2. Withdrawal Symptoms
If you've been abusing alcohol or drugs for long periods, you may experience withdrawal symptoms when you stop taking them. Withdrawal symptoms are uncomfortable and can make quitting hard or cause a relapse. In some cases, they can be painful or fatal.
Addiction withdrawal symptoms include:
- Sleeping problems
- Sudden mood changes & irritability
- Depression or anxiety
- Aches and pains
- Intense craving for drugs or alcohol
- Tiredness or fatigue
- Nausea and vomiting
- Tremors or shaking
- Confusion or disorientation
3. Developing a Tolerance
Initially, using substances can lead to powerful effects with small doses because your body isn't accustomed to them. However, the effects become less powerful when you start abusing drugs more consistently and frequently.
A higher tolerance can lead you to use more drugs or drink more alcohol to experience the desired effects. This can increase the risk of addiction, dependency, and overdose.
4. Health Problems Due to Substance Abuse
Substance abuse can lead to long-term physical and mental health problems. Consider seeking treatment if you're experiencing:
- A weakened immune system
- Increased heart rate and blood pressure
- Heart conditions or strokes
- Collapsed veins and blood vessels from intravenous drug use
- Nausea and abdominal pain
- Kidney and liver problems
- Seizures and brain damage
- Lung disease
- Memory, learning, and decision-making problems
- Significant weight loss or weight gain
5. Prioritizing Your Addiction Over Responsibilities
Becoming addicted to something can lead you to ignore or disregard your responsibilities.

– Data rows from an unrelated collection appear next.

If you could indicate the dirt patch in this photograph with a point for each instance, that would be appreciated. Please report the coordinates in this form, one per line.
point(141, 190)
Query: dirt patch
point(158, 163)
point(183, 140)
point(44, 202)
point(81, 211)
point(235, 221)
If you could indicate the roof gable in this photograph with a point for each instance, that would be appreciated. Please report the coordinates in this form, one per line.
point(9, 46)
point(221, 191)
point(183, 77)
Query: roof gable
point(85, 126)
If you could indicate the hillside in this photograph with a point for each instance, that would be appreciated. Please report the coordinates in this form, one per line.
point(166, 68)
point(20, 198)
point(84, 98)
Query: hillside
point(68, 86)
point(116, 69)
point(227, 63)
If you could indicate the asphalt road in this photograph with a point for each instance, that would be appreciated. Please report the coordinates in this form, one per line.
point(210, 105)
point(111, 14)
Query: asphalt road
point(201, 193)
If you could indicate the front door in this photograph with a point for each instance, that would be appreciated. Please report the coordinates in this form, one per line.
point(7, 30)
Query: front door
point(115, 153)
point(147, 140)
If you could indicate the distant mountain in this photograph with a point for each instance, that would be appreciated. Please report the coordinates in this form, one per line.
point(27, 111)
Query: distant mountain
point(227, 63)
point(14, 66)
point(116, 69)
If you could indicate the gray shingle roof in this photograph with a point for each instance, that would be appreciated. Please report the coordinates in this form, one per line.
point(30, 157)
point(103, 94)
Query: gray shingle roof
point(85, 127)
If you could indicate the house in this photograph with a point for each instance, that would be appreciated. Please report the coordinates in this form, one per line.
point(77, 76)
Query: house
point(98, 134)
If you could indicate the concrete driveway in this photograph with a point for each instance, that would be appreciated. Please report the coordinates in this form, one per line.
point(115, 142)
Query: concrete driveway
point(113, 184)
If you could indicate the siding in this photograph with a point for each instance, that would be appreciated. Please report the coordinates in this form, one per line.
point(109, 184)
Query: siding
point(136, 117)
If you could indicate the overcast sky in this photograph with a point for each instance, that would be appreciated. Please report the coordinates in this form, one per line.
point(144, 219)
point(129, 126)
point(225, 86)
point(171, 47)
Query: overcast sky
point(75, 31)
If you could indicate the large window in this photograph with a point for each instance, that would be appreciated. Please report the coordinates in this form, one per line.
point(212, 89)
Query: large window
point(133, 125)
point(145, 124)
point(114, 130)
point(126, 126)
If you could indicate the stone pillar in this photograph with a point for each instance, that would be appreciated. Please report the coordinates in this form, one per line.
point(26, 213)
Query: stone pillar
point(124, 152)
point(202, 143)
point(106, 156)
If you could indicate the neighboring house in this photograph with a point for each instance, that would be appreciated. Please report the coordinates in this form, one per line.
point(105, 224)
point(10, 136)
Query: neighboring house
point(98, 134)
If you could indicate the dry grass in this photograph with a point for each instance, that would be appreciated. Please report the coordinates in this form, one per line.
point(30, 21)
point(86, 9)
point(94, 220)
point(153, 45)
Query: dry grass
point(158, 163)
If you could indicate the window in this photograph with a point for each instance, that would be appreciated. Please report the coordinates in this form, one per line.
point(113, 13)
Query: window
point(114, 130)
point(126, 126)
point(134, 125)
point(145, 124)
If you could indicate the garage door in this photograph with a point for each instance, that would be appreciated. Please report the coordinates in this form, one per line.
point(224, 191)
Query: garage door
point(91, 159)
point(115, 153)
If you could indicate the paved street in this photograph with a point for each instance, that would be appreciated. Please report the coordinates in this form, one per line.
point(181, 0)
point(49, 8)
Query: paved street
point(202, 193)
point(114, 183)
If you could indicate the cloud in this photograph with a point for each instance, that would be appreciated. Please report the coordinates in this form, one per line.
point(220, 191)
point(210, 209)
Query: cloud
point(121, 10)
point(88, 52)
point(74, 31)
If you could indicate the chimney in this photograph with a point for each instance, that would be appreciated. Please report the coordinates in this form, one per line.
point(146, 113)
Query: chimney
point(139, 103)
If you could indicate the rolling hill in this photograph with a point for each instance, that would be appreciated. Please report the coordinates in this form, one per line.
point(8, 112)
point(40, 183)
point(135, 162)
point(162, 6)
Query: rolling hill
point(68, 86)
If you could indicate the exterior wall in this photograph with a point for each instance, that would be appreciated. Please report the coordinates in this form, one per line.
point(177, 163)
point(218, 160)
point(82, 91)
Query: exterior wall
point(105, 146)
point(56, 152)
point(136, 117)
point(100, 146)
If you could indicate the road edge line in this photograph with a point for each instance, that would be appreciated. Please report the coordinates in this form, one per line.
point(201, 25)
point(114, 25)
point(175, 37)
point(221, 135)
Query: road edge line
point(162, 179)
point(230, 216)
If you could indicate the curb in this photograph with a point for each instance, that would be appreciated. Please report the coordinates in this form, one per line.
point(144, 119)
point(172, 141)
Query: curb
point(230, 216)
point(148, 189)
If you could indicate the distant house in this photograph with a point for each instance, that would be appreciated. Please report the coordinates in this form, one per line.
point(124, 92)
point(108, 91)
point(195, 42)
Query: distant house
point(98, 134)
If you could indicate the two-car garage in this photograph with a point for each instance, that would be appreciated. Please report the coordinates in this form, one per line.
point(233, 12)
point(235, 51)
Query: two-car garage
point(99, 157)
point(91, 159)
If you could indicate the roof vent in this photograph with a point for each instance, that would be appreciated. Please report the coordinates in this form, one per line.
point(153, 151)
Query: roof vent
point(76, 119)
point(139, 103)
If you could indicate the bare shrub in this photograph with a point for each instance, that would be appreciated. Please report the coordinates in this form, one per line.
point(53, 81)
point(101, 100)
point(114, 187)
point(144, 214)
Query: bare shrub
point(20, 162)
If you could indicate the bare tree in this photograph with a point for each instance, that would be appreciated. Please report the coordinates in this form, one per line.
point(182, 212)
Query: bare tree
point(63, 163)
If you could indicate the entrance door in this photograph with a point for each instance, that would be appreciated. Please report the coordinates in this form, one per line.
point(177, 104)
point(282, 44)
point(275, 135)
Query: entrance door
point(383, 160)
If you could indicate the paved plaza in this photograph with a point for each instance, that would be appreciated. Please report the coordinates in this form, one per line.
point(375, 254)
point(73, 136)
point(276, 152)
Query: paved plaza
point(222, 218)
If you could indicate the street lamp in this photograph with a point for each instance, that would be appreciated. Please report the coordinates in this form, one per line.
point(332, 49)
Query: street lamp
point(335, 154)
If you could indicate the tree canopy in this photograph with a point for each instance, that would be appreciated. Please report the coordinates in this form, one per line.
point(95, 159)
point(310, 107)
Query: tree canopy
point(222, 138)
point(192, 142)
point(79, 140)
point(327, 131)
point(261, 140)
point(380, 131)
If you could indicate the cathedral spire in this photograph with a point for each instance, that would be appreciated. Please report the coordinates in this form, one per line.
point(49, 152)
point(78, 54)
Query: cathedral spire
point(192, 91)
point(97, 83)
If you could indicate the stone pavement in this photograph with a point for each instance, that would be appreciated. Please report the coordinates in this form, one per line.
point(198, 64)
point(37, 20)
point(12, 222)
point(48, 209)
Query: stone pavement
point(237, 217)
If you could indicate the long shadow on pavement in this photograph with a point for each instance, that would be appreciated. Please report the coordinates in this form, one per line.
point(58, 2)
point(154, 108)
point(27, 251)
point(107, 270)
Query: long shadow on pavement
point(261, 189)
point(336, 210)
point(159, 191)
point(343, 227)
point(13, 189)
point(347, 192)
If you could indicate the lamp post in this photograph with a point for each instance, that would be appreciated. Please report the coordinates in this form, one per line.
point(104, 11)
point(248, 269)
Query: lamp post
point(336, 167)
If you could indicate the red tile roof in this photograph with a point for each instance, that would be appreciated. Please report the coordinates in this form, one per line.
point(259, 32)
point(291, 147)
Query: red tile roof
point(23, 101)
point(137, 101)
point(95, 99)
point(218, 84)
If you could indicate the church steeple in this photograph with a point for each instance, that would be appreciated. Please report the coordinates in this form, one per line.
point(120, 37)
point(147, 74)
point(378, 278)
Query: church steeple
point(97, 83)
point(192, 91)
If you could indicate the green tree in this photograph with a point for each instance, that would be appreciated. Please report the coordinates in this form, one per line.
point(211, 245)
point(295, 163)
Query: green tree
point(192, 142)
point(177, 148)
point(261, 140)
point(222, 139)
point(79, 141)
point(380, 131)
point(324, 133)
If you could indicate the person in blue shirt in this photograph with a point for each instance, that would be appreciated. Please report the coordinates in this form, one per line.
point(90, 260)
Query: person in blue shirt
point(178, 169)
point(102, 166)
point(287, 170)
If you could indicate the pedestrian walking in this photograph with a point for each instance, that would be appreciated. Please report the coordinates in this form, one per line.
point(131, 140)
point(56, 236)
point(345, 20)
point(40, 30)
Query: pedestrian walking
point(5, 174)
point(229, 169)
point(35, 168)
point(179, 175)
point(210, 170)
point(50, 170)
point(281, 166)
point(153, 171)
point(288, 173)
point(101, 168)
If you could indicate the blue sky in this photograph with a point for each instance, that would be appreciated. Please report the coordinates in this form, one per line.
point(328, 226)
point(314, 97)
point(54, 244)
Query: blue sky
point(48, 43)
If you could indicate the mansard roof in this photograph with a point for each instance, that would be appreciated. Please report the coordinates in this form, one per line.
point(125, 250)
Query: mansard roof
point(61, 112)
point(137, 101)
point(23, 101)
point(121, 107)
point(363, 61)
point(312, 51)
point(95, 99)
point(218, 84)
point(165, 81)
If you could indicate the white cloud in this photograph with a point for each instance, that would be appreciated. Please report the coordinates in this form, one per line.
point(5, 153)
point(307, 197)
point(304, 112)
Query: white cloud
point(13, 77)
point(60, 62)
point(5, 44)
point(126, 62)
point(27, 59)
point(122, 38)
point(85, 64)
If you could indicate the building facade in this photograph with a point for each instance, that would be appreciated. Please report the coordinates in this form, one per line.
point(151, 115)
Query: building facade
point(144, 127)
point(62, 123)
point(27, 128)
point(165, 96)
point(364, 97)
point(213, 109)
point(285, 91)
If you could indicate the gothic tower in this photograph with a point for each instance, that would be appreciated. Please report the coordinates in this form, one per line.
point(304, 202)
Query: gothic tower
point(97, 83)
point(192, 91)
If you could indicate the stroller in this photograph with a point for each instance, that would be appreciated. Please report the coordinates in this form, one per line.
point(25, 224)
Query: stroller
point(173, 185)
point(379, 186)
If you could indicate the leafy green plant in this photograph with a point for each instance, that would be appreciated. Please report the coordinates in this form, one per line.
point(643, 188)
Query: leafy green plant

Often times you'll prioritize drinking or taking drugs.
This can lead to:
- Poor work performance
- Ignoring your loved ones
- Neglecting familial responsibilities
- Neglecting pets
6. Spending All Your Time on Drugs or Alcohol
You may have a problem if you're always preoccupied with using drugs or alcohol. When this happens, you may develop a lack of interest or motivation for:
- Going to school
- Your hobbies
- Spending time with family and friends
7. Getting in Trouble with the Law
Having an addiction or a substance use disorder can lead to legal problems. Some examples include:
- Driving under the influence
- Stealing money for drugs
- Stealing drugs or alcohol
- Becoming violent while inebriated
- Vandalism or destruction of property
- Domestic or sexual abuse
8. Financial Problems
You can experience financial problems when you abuse drugs or alcohol. You can quickly find yourself running out of money due to cravings, dependency, or to manage uncomfortable withdrawal symptoms. You may even end up causing financial problems for your loved ones to fund your addiction.
9. It's Hard to Quit
When you become addicted to a substance, you may find it hard to stop using it. You might need rehab if you've tried to quit but failed.
Addiction is a vicious cycle that leads to periods of sobriety and relapse. Rehab can provide treatment programs to offer the skills, techniques, and guidance to stop using drugs or alcohol successfully.
10. You've Lost Control
Addiction can make it impossible to manage your obligations and responsibilities. You'll often feel like your life is spiraling out of control.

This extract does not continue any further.